The current Trump Administration has to date designated one foreign person under E.O. 13818. In July 2025, OFAC designated Brazilian Federal Supreme Court justice Alexandre de Moraes in connection with human rights abuse, drawing polarized responses from some Members of Congress (for background and discussion of congressional reactions, see CRS Report R46236, Brazil: Background and U.S. Relations). Some human rights and anti-corruption organizations have argued that the Administration's Global Magnitsky actions related to Hungary and Brazil appear intended to support President Trump's foreign political allies and have the effect of undermining the credibility of Global Magnitsky and other U.S. sanctions.

Congressional and Nongovernmental Input on Sanctions Designations

In making sanctions determinations, the Global Magnitsky Act requires the President to consider information provided jointly by the chairperson and ranking member of certain committees as well as credible information obtained by foreign countries and nongovernmental human rights organizations (22 U.S.C. §10102(c)). Some human rights organizations contend that a substantial portion of Global Magnitsky designations have been based, in part, on recommendations from civil society.

A separate provision, Section 1263(d) (22 U.S.C. §10102(d)), requires the President to respond within 120 days to requests from specified committee leadership to determine whether a foreign person has engaged in sanctionable activity under the law and whether or not the President intends to impose sanctions.
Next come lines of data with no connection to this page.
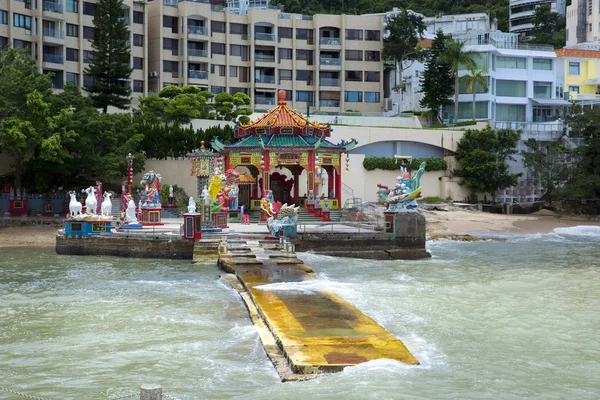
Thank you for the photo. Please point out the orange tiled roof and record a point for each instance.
(577, 53)
(282, 116)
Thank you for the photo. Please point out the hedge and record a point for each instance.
(392, 164)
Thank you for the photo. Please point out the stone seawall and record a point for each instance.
(125, 247)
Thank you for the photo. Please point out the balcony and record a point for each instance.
(331, 41)
(196, 74)
(270, 37)
(329, 82)
(264, 100)
(331, 61)
(329, 103)
(197, 53)
(53, 58)
(264, 57)
(52, 6)
(266, 79)
(198, 30)
(55, 33)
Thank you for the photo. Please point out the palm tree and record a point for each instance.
(457, 57)
(478, 77)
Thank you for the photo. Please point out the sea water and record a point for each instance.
(518, 319)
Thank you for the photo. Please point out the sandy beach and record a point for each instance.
(453, 221)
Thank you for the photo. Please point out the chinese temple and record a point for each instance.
(284, 138)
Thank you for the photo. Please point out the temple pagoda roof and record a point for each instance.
(282, 120)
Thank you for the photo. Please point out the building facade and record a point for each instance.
(57, 34)
(329, 63)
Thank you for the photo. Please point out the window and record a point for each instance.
(88, 57)
(354, 76)
(88, 33)
(138, 86)
(371, 55)
(88, 9)
(372, 76)
(72, 54)
(354, 34)
(138, 40)
(22, 21)
(354, 55)
(542, 90)
(574, 68)
(72, 30)
(285, 54)
(511, 62)
(285, 33)
(305, 96)
(372, 97)
(353, 97)
(510, 112)
(73, 78)
(73, 6)
(285, 75)
(138, 17)
(217, 48)
(511, 88)
(217, 27)
(374, 36)
(542, 64)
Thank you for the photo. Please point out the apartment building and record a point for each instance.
(329, 63)
(58, 32)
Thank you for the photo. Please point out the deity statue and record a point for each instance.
(191, 206)
(130, 217)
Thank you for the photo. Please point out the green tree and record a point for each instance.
(483, 156)
(110, 67)
(549, 27)
(458, 57)
(401, 46)
(478, 78)
(436, 80)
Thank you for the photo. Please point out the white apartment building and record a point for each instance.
(58, 32)
(331, 63)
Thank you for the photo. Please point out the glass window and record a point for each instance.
(354, 76)
(354, 34)
(542, 64)
(72, 30)
(354, 55)
(542, 90)
(374, 36)
(138, 17)
(510, 112)
(511, 62)
(372, 76)
(511, 88)
(217, 27)
(353, 97)
(574, 68)
(371, 97)
(72, 54)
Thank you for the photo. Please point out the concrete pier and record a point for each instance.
(314, 331)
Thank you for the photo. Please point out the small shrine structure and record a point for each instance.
(284, 138)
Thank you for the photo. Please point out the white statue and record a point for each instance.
(90, 202)
(106, 206)
(191, 206)
(205, 195)
(130, 212)
(74, 205)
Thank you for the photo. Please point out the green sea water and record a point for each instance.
(488, 320)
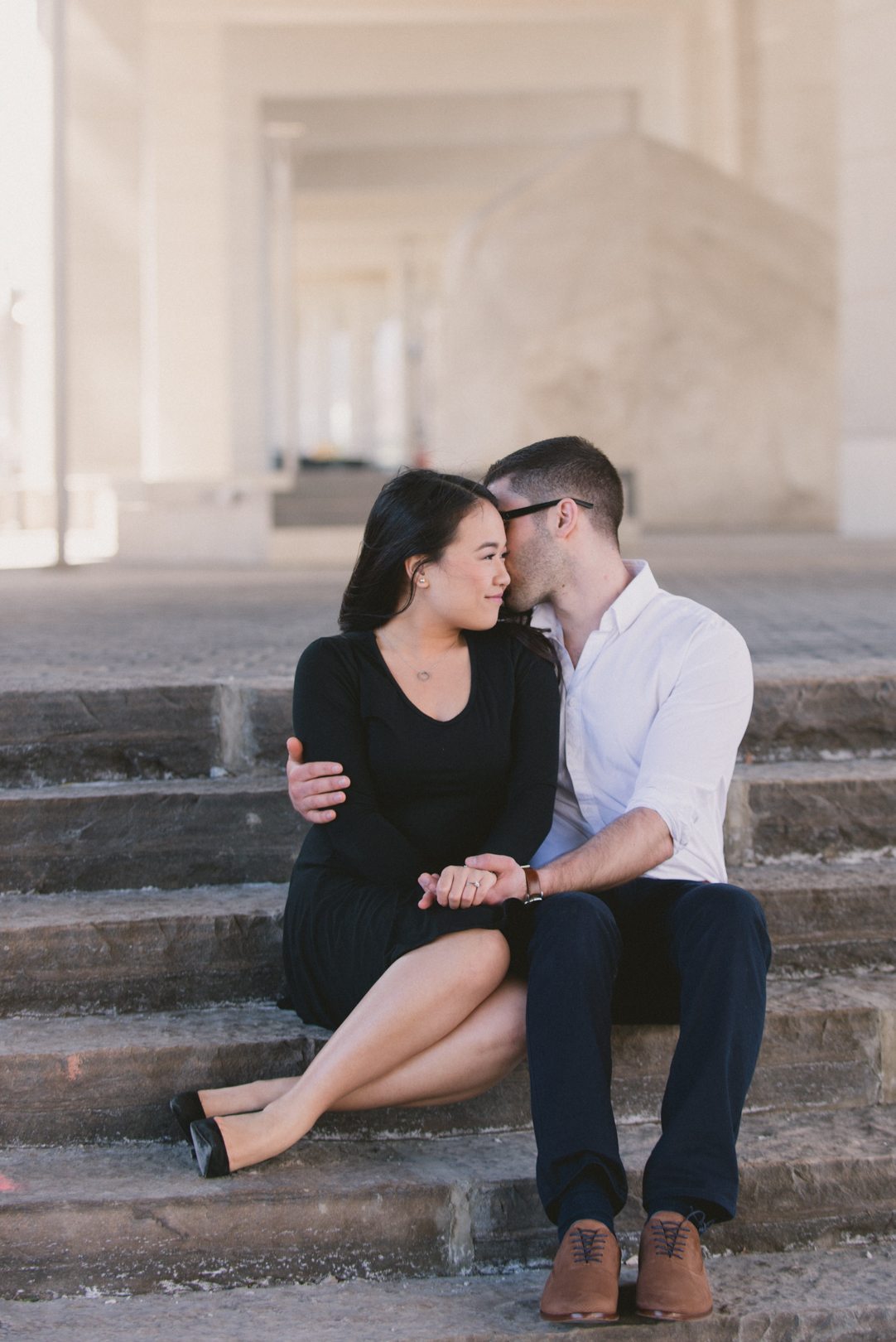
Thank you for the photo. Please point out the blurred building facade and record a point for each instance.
(387, 233)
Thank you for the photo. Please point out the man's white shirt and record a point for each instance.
(653, 717)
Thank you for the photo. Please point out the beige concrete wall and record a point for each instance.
(647, 301)
(868, 266)
(104, 235)
(168, 186)
(186, 262)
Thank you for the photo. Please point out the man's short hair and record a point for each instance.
(565, 467)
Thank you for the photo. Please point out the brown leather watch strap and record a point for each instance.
(532, 886)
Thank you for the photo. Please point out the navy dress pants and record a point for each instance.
(647, 952)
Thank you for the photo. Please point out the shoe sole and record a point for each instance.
(578, 1318)
(671, 1317)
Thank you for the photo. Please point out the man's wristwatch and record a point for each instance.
(532, 886)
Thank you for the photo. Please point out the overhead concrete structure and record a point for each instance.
(263, 195)
(645, 300)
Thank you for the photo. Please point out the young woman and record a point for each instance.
(447, 723)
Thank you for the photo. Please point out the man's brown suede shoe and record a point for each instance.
(585, 1279)
(671, 1277)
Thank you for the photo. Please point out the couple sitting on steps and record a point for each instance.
(472, 891)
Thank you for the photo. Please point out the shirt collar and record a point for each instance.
(624, 611)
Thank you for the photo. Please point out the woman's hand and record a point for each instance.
(456, 887)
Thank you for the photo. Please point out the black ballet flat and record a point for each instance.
(186, 1108)
(211, 1151)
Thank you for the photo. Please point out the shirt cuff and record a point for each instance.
(681, 815)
When signing the bill into law, President Obama singled out Section 1263(d) as a challenge to constitutional separation of powers and indicated he would "maintain [his] discretion to decline to act on such requests when appropriate."

Congressional committees have requested some sanctions determinations pursuant to Section 1263(d). The first instance was in October 2018, when the Senate Foreign Relations Committee requested a determination from the President concerning sanctions with respect to "any foreign person responsible" for a gross violation of human rights against Saudi journalist Jamal Khashoggi. The first Trump Administration, though it subsequently announced Global Magnitsky sanctions against a number of Saudi officials for having a role in Khashoggi's killing, reportedly declined to provide a determination in response to the request by citing the Obama Administration's position on the constitutional separation of powers. During the Biden Administration, Congress requested relevant determinations on several occasions (e.g., in February 2023, concerning a PRC technology company), and the Administration reportedly provided a written response in at least some instances.

Related Sanctions Authorities

Sanctions authorized by the Global Magnitsky Act and implemented through E.O. 13818 share some similarities with other U.S. sanctions authorities. These include a recurring provision located at Section 7031(c) in annual Department of State, Foreign Operations, and Related Programs (SFOPS) appropriations bills that requires the Secretary of State to deny U.S. entry to foreign officials about whom the Secretary has credible information are "involved in significant corruption … or a gross violation of human rights," as well as the officials' immediate family members. Similarly, provisions of Section 212 of the INA (8 U.S.C. §1182) provide the executive branch with broad authority to restrict foreign nationals' eligibility for U.S. visas and entry, and have been used to do so on the basis of human rights abuses, corruption, and related concerns. The INA also specifies certain activities as grounds for U.S. inadmissibility, including participation in genocide, commission of acts of torture or extrajudicial killings, and responsibility for particularly severe violations of religious freedom, among others.

Congress also has enacted country-specific laws that authorize sanctions in response to human rights abuse or corruption, and the President has used authorities under IEEPA, NEA, and INA to establish country-specific sanctions regimes, citing, in part, human rights- or corruption-related concerns. Many of the economic sanctions regimes currently maintained by the United States include sanctionable criteria related to such issues.